2024
Winter elective at Melbourne School of Design
A two-week university elective revisiting the practice of taxonomy, culminating in a collection of interactive artworks.
Workshops
Project Management
Tutoring
Contributors
Uncle Bill, Wurundjeri Woi-wurrung
Andy Belcher, Landscape Architect
Owen Cafe, First Nations Activist and Landscape Architect
Clients
Architectural Association Visiting School (London)
Melbourne School of Design, University of Melbourne
Project (Vic)Toria
Over two years of Victorian-centric practice based research, we expanded our ideas around how we survey context. The result was an archive of observations on select landscapes.
For Not Quite Nature, our 2024 elective offering at Melbourne University, we tasked our student cohort with creating site-specific, multi-sensory artworks corresponding to these taxonomic studies, for showing in a public exhibition.

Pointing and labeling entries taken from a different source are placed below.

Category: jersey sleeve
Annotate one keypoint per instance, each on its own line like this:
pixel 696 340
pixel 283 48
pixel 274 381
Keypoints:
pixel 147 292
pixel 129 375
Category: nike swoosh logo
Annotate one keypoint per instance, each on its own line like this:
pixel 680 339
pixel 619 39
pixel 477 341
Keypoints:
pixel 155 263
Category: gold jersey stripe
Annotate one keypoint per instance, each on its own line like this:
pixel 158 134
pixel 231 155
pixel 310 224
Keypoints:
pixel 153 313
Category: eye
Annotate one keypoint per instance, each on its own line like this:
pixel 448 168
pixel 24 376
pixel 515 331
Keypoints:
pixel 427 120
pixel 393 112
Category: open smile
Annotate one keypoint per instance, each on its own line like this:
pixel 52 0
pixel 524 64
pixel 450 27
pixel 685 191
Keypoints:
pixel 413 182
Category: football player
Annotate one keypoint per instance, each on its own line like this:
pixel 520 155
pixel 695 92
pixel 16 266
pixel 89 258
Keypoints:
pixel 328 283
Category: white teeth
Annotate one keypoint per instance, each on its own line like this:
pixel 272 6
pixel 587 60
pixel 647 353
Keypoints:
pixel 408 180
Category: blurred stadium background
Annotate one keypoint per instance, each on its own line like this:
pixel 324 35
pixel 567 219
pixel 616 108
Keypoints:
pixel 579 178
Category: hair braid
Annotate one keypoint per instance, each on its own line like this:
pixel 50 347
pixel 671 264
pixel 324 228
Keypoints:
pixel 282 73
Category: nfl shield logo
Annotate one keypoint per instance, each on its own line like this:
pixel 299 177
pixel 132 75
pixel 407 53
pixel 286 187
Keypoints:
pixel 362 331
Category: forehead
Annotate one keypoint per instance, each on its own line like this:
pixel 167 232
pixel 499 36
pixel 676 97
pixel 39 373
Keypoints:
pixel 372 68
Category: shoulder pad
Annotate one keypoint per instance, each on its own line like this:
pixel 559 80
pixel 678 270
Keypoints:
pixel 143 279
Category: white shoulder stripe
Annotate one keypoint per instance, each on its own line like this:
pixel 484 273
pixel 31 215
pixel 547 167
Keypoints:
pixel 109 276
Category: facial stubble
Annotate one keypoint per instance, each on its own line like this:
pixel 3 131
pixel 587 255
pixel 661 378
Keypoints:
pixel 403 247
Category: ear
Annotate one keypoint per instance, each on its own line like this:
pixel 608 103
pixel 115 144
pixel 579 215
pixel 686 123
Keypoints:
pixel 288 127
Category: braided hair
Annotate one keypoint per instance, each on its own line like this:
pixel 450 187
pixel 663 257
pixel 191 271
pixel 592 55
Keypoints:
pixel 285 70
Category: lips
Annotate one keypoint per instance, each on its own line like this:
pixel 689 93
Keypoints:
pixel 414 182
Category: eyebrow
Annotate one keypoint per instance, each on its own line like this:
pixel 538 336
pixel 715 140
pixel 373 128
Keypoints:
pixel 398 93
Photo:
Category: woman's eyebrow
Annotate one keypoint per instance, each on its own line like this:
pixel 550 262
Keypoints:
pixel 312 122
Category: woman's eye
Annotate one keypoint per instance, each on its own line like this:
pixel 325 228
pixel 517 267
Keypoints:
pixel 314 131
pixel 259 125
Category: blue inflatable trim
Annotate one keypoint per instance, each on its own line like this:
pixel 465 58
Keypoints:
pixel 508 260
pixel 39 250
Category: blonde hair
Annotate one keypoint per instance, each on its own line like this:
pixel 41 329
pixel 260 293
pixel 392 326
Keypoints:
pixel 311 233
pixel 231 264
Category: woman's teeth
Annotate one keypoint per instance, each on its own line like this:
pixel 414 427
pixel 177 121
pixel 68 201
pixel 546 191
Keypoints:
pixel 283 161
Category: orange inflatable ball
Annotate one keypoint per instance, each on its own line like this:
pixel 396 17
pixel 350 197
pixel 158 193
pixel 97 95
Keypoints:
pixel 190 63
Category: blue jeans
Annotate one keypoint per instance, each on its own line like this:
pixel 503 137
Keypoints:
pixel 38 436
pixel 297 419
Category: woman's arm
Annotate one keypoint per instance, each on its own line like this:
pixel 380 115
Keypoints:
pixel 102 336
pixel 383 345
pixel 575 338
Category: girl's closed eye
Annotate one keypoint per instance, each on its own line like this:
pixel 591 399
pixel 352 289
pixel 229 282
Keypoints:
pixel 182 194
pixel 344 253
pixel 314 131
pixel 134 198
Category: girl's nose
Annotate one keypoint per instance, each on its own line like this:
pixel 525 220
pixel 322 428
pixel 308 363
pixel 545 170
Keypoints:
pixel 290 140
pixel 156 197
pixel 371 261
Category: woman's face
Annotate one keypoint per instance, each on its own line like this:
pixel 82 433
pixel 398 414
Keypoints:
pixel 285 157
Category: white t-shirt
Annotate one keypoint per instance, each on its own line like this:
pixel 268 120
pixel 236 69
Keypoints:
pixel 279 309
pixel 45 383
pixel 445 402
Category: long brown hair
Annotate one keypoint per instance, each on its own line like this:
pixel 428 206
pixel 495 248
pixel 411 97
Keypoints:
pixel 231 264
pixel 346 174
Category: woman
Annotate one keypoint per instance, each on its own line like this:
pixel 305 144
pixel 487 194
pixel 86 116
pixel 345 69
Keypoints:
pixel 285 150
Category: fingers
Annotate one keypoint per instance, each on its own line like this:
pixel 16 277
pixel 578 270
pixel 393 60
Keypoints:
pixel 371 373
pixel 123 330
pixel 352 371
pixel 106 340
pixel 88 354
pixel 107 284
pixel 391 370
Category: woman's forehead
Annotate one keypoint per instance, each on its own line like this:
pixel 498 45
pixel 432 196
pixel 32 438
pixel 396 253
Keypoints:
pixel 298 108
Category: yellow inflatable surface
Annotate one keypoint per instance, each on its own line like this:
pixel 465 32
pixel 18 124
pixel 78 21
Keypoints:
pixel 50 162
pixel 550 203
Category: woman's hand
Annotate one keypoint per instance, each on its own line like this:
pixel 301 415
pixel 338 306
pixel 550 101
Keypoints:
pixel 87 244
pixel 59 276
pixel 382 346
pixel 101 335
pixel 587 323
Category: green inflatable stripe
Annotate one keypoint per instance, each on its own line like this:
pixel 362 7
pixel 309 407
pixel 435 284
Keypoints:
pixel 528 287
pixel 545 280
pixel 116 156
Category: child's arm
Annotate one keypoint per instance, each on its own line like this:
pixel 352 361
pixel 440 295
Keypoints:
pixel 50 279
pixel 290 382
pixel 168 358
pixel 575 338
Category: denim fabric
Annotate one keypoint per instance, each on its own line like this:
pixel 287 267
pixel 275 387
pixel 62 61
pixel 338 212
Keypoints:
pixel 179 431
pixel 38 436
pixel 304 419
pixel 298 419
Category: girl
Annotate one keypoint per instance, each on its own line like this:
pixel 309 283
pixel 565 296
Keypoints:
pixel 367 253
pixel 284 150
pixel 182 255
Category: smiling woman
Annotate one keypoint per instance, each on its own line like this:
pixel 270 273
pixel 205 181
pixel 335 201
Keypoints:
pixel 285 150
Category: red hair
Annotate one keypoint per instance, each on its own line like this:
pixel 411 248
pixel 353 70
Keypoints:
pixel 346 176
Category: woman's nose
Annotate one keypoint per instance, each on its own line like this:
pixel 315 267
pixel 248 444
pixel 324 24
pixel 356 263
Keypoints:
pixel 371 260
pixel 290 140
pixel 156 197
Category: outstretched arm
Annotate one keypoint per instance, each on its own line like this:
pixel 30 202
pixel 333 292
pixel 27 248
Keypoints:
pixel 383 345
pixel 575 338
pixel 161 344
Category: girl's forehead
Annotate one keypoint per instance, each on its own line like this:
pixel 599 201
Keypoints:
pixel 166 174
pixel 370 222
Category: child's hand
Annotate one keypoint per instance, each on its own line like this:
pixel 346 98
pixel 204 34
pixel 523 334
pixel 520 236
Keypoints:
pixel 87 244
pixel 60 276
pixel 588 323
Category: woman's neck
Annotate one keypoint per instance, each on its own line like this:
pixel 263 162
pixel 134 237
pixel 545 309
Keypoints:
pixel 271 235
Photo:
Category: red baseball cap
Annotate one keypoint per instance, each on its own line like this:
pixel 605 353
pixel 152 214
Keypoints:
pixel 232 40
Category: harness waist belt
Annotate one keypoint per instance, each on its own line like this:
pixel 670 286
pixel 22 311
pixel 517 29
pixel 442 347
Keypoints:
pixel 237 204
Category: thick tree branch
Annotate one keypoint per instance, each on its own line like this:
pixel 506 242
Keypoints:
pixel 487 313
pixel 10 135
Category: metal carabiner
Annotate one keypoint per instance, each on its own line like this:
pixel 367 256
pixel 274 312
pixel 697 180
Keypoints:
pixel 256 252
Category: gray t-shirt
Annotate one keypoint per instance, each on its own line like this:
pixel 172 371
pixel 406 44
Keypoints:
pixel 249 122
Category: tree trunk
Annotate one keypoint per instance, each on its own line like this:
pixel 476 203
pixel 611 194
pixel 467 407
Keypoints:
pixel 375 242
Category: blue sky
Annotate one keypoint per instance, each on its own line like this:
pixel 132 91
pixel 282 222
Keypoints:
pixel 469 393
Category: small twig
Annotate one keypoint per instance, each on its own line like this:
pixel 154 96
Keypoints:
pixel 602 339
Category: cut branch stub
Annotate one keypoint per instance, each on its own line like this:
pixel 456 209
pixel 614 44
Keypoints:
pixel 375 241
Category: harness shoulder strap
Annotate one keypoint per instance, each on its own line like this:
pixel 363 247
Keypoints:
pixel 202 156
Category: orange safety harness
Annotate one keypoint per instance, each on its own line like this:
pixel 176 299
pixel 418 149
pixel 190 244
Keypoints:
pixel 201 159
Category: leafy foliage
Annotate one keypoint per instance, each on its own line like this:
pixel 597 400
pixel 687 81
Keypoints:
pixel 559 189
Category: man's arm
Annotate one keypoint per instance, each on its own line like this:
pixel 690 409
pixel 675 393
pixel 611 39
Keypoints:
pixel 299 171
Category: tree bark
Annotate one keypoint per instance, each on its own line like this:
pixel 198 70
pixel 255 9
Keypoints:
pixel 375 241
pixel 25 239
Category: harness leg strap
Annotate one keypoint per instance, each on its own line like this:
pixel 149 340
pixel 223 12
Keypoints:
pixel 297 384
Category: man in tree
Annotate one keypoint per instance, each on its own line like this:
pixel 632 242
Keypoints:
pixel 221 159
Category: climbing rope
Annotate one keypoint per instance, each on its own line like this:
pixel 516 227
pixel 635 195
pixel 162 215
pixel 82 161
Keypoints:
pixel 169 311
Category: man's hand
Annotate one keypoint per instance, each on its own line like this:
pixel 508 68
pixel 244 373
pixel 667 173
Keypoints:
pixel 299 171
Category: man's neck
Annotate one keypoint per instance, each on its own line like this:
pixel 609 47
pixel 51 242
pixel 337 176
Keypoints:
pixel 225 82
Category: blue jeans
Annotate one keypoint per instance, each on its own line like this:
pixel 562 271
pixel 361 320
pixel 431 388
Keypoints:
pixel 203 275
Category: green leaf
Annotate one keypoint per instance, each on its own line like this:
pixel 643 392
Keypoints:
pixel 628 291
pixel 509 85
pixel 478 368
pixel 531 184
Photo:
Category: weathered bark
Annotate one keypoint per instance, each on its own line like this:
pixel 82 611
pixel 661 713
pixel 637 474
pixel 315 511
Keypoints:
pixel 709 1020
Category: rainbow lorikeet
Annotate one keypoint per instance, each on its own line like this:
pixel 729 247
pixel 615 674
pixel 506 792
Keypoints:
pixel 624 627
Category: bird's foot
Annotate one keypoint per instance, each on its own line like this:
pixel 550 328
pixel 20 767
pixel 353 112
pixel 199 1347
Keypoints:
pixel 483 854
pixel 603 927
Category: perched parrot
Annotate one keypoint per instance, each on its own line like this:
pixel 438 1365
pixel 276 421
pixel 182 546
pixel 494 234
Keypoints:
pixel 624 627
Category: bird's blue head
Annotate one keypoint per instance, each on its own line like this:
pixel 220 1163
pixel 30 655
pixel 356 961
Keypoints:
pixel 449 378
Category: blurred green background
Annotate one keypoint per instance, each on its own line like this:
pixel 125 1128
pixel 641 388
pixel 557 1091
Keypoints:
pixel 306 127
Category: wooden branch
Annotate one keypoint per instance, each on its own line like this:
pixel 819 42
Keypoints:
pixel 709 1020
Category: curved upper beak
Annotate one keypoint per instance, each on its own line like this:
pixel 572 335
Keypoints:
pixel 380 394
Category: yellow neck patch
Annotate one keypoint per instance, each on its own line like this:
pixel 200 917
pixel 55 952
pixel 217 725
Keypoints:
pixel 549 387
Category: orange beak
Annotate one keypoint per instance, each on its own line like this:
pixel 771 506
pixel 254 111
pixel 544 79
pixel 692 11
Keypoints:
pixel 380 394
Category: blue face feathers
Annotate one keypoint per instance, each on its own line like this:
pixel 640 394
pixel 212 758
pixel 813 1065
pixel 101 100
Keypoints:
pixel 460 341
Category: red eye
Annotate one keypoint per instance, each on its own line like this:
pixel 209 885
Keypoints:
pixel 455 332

We engaged experts to participate in this process by contributing to the students’ understanding of their multiple roles in this project—as historian, artist and curator—while confronting their biases and how they shape the narrative.
Andy Belcher
Our first contributor was Andy Belcher, a Landscape Architect passionate about dialogue-driven education. He led an interactive workshop exploring the implications of words and their meanings, with a special focus on exploring the notion of landscape as ‘place’—both tangible and perceived.
Owen Café
Belcher was joined by collaborator Owen Café, a Whadjuk-Pindjarup Landscape Architect on Yagara and Turrbal Country in Magandjin (Brisbane). Championing First Nations perspectives, agency, and self-determination, Café explored the role of language in forming knowledge and culture, while addressing the impacts of linguistic displacement. He introduced the students to the Aboriginal processes of socio-linguistic spatial connections, explaining how this empowers ways of being and sustaining Country.
Wurundjeri Woi Wurrung Elder, Uncle Bill
Our last guest was Wurundjeri Woi Wurrung Elder, Uncle Bill, from the Wurundjeri Woi Wurrung Cultural Heritage Aboriginal Corporation. Uncle Bill conducted an Education Session, guiding us through the mind shift as a result of the Yarra River Protection Act, discussing different notions of boundaries, the history of the Woi Wurrung language and the etymology of ‘Yarra’. They were tasked with embracing the roles of curator, artist, and storyteller while confronting their biases and preconceptions that shape the narrative of place.